Welchen Stellenwert besitzt der Schwimmsport überhaupt noch in unserer Stadtgesellschaft?
Schwimmen ist heute ein Angebot von vielen. Früher gab es daneben noch Handball und Fußball, und das war es so ziemlich. Um 1980 hatten wir über 1000 Mitglieder. Freizeitmöglichkeiten gibt es heute unendlich viele mehr. Dazu kommen Fahrzeiten- und Wege, Ganztagsschulen und ein völlig verändertes Konsumverhalten. Vordergründig scheint der Wille zu sportlichem Ehrgeiz und mit anstrengendem Training verbundenem Leistungssport nicht mehr so groß zu sein. Oft ist es aber auch Bequemlichkeit der Eltern oder einfach fehlende Zeit - und bei den heutigen Preisen inzwischen leider auch fehlendes Geld, die Kinder und Jugendlichen regelmäßig zum Training zu fahren.
Immer weniger Kinder lernen Schwimmen. Wie lässt sich dieser fatale Trend noch umkehren?
Wir müssen unbedingt die bestehenden Wasserflächen erhalten bzw. ersetzen und im Idealfall wieder weitere Bäder bauen. Weggefallen ist ja nicht nur das 25-Meter-Bad am Feauxweg, es waren ja auch die Lehrschwimmbecken am Schreppenberg und in Oeventrop.
Mit deren Schließung als „Nahversorger“ sank auch erkennbar die Zahl der Neuschwimmer.
Wir alle in der Gesamtstadt Arnsberg müssen es schaffen, möglichst vielen Kindern und Jugendlichen das Schwimmen beizubringen. Wenn dieses Stück Allgemeinbildung fehlt, dann erleiden die Kids heute schon auf Klassenfahrten eine geminderte Lebensqualität, weil sie sich zum Teil ohne Aufsicht einem Seeufer nicht mal nähern dürfen. Dazu kommt die flächendeckende Ausbildung von geeignetem Fachpersonal als Aufsicht. In vielen Schulen ist dieser Bereich erschreckend verkümmert. Wenn die Elternhäuser das Schwimmen nicht im Sinne ihrer Kinder forcieren, sind die Schulen hoffnungslos überfordert. Es ist aber auch nicht deren Kernaufgabe.
Zurück zum SV Aegir: Welche Aufgaben liegen nun vor Verein und Vorstand? Wo gibt es Probleme?
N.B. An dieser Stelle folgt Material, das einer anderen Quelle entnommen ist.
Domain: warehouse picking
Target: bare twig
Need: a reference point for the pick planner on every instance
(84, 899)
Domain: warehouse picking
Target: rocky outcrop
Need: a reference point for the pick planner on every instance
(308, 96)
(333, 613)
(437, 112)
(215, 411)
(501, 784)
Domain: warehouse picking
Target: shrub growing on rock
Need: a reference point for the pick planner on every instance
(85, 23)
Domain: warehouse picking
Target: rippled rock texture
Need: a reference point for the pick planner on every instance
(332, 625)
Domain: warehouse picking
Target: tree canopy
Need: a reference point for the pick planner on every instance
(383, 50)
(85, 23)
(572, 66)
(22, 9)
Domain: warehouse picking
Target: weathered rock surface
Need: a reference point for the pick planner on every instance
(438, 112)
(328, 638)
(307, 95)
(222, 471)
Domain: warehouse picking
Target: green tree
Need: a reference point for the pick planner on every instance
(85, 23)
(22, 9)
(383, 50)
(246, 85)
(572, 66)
Die zu allen anderen Fragen schon beschriebene Gesamtsituation betrifft natürlich auch uns selbst als Verein. Der vielzitierte „Fachkräftemangel“ hat auch uns längst erreicht. Neben dem aktiven Sport müssen wir deutlich mehr Leute für unsere Ehrenämter in der Trainingsarbeit und am Vorstandstisch gewinnen. Also Leute: Kommt ran und macht mit.
Können Sie sich vorstellen, nach Betriebswiederaufnahme des Freibades Storchennest dort Schwimmkurse zu organisieren und den Trägerverein hinsichtlich der Schwimmmeister-Frage zu unterstützen?
Praktisch als Kooperation heimischer Vereine. Da sind wir dann liebend gerne doch wieder Stadtteilverein! Vielleicht haben wir in der Öffentlichkeit nicht laut und deutlich genug damit geworben. Genau diese Kooperation hat in den letzten Jahren - vor Corona - schon einige Male sehr erfolgreich stattgefunden. Allerdings ist unser damaliges Personal heute berufsbedingt nicht mehr in Arnsberg wohnhaft. Vorstellbar ist aber auch die Zusammenarbeit mit weiteren Vereinen. Wer wegen lädierter Knie und Füße nicht mehr Handball oder Fußball spielen kann, ist beim Wasserball immer willkommen. Da kann Ballsport in der Mannschaft wieder Spaß machen, ohne regelmäßig den harten Boden spüren zu müssen.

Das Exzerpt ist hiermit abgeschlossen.